От тюрьмы и от сумы...

Кольге
Говорят: - «От тюрьмы и от сумы не зарекайся.»
И вот стою я на пепелище. В одной комнате все сгорело дотла. А что не сгорело за пределами этой комнаты стало непригодно. С чего начинать? За что хвататься?
Хорошо соседи помогли разгрести.
Труднее всего было сообщить маме. Она уже который год ухаживает за бабушкой, слегшей от инсульта. Ей очень тяжко. И мысль, что когда-то мы будем жить вместе – тепло, уютно, спокойно, придавала ей силы.
То, что в обиходе называлось «добром» валялось грудами, сплавившись в какие-то бесформенные плиты, вперемежку со стеклом и обугленными досками. В воздухе стоит гарь и от этого он черен.
Мама возникла на пороге очень неожиданно – взгляд растерянный. У меня сердце от жалости сжалось. Чтобы успокоить, говорю нелепое:
«Ну что ты, мам? Все живы… А это… Ну представь себе, что мы купили стройвариант (правда до него его дочистить надо)»
Это - моя мама. Только она могла в этот момент так продолжить:
«… Да, дочь, и еще нас очень сильно обокрали.»
Счет времени в хлопотах потерян. Где я? Что – я?
Те пара дней, что дали на работе, чтобы уладить формальности пролетели, и я уже на работе. Железное правило – будни «за бортом». Улыбка. Открытый взгляд.
Узнаю, что коллеги, да и родители моих воспитанников оперативно организовали материальную помощь. Как я была им благодарна! Именно благодарна…
Но поразило другое. То, отчего я лила слезы впервые с момента пожара.
Ребят еще не разобрали. Они снуют вокруг. Ссорятся, мирятся, «пристают» с вопросами…
И тут заходит мальчишка. Он выпустился в школу два года назад.
«Ты? Какими судьбами?»
А сзади – его мама, переминается с ноги на ногу. То ли мне посочувствовать хочет, то ли сына подбодрить – не ясно.

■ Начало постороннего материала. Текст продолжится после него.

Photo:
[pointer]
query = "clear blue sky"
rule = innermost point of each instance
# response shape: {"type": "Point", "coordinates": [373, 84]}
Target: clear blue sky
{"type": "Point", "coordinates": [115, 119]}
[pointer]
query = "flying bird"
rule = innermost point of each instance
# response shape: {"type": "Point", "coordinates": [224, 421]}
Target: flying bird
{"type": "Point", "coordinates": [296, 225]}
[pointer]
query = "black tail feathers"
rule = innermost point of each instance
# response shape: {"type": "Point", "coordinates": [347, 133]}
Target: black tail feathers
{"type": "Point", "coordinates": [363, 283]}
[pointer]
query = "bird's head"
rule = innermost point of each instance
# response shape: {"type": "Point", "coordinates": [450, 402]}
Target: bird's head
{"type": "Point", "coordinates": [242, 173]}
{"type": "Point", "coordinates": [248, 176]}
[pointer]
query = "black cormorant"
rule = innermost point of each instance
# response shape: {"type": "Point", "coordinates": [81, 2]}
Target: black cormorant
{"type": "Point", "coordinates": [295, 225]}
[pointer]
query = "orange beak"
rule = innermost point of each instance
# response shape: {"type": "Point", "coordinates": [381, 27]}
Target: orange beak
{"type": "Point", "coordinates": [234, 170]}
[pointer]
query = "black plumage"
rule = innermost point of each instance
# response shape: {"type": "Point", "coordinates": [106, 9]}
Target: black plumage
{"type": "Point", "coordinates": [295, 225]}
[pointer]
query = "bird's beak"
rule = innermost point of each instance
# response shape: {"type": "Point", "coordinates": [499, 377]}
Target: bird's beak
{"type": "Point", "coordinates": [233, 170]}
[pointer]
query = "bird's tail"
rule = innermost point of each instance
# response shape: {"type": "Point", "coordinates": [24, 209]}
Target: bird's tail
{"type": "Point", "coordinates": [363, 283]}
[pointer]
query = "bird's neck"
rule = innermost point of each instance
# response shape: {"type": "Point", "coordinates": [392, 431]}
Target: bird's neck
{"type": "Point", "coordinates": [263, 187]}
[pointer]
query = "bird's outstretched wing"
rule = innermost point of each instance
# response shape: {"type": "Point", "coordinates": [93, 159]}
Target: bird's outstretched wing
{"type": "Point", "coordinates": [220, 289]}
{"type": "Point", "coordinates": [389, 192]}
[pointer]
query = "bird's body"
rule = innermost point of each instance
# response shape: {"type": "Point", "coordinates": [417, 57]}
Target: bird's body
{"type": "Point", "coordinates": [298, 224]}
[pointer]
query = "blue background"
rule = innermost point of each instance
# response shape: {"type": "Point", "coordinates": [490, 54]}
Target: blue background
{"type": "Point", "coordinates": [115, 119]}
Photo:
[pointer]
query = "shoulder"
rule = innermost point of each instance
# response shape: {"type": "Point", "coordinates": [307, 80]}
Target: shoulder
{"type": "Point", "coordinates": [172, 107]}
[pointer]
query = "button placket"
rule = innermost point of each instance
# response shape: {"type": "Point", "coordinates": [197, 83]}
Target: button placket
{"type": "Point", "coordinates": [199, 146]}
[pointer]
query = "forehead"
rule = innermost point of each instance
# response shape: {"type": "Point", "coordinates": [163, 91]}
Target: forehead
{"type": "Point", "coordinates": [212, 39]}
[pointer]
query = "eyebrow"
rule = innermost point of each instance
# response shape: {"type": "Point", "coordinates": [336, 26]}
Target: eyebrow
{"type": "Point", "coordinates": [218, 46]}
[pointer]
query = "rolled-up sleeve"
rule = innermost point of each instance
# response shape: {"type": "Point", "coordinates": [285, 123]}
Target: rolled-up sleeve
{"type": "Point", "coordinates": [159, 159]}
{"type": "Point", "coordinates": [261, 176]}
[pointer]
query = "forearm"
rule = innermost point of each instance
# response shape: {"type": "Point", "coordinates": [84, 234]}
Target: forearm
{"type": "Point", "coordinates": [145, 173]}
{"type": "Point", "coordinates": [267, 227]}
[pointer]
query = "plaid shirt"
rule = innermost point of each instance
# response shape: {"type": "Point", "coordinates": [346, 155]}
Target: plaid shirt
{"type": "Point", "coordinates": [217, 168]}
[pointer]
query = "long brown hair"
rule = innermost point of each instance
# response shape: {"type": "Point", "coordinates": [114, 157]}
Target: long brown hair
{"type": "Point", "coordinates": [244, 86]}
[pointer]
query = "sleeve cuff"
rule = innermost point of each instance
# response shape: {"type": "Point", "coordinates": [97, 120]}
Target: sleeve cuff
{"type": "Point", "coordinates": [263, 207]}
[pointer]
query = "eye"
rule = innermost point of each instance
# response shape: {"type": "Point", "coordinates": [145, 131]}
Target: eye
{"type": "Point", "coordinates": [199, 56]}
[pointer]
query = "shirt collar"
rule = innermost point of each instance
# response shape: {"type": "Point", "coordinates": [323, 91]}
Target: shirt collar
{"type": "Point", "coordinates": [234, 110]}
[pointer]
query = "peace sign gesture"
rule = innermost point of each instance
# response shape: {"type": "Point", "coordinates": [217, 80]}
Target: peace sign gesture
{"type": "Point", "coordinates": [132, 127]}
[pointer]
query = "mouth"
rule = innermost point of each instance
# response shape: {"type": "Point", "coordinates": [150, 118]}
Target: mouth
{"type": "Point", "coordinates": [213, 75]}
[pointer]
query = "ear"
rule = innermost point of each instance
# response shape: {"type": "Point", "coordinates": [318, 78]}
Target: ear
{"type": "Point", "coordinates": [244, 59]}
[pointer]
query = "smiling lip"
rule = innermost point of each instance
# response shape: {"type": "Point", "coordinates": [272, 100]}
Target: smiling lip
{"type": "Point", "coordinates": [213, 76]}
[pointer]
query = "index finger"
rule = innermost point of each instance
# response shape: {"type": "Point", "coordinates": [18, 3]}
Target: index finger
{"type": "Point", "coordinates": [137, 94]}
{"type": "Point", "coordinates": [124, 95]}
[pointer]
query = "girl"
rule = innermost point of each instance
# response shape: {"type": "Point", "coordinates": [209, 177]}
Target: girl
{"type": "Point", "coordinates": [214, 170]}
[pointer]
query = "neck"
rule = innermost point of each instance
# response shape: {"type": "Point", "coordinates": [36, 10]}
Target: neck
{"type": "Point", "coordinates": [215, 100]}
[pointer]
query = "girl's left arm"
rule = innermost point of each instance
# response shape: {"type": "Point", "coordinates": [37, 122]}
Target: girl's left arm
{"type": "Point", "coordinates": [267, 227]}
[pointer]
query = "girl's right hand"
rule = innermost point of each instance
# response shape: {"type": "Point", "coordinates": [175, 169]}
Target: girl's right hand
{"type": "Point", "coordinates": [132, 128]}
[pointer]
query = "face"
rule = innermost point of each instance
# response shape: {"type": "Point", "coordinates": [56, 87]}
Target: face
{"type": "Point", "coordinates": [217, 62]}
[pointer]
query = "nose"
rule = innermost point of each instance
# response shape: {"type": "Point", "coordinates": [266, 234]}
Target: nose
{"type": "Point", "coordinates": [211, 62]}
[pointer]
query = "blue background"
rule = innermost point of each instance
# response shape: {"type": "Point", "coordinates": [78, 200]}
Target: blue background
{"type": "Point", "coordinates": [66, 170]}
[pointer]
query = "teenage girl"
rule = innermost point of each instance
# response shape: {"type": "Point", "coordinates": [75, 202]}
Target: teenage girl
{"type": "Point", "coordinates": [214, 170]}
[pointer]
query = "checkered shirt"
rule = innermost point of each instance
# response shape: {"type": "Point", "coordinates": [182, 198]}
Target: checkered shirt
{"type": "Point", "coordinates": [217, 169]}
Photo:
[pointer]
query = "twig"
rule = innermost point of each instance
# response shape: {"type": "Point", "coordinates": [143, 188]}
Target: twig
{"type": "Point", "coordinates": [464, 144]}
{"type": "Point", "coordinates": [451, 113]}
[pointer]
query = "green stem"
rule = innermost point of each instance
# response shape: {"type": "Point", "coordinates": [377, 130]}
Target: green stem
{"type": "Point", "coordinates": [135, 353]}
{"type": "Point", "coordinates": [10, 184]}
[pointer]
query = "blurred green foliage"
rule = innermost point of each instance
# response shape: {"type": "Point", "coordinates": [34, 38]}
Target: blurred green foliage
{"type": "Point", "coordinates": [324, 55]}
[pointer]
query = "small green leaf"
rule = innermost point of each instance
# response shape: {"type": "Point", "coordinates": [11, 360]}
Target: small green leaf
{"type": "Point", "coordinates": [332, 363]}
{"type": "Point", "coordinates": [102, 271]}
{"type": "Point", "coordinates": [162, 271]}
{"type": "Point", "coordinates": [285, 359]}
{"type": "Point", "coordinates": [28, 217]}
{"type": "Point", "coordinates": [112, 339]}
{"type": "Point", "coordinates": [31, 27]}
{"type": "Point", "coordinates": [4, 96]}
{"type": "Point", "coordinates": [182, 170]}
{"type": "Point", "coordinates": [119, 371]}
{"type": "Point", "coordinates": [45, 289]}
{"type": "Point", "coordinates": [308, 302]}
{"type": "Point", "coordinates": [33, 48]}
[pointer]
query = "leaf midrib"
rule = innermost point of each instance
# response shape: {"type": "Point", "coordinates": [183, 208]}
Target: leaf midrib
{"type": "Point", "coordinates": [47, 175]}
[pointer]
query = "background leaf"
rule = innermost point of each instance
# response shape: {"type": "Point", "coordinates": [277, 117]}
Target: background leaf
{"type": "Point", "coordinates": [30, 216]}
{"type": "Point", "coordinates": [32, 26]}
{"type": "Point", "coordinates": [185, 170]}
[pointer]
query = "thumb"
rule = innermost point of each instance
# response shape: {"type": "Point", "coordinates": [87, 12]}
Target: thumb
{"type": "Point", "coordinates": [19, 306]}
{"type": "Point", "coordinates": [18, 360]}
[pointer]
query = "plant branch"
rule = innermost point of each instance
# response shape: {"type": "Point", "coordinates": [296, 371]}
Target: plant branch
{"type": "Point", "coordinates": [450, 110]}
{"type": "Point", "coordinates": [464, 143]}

А сын неловко так копошится в рюкзаке и достает увесистый кулек. Как оказалось – кулек с монетами.
«Это вам. Возьмите, пожалуйста. Я на велик собирал. Но ничего… Вот копилку разбил»
У меня от чувств, захлестнувших волной, сдавило горло и предательски пропал голос.
«Я не могу это у тебя взять… Ты копил на мечту… Это твое…»
А мама за спиной ребенка сердито, уверенно маякует мне – берите! Так надо!
И вот тут только я расплакалась! Я плакала с упоением, обнимая этого ребенка, который в этот миг казался взрослее меня. Но эти слезы были отнюдь не слезами горя.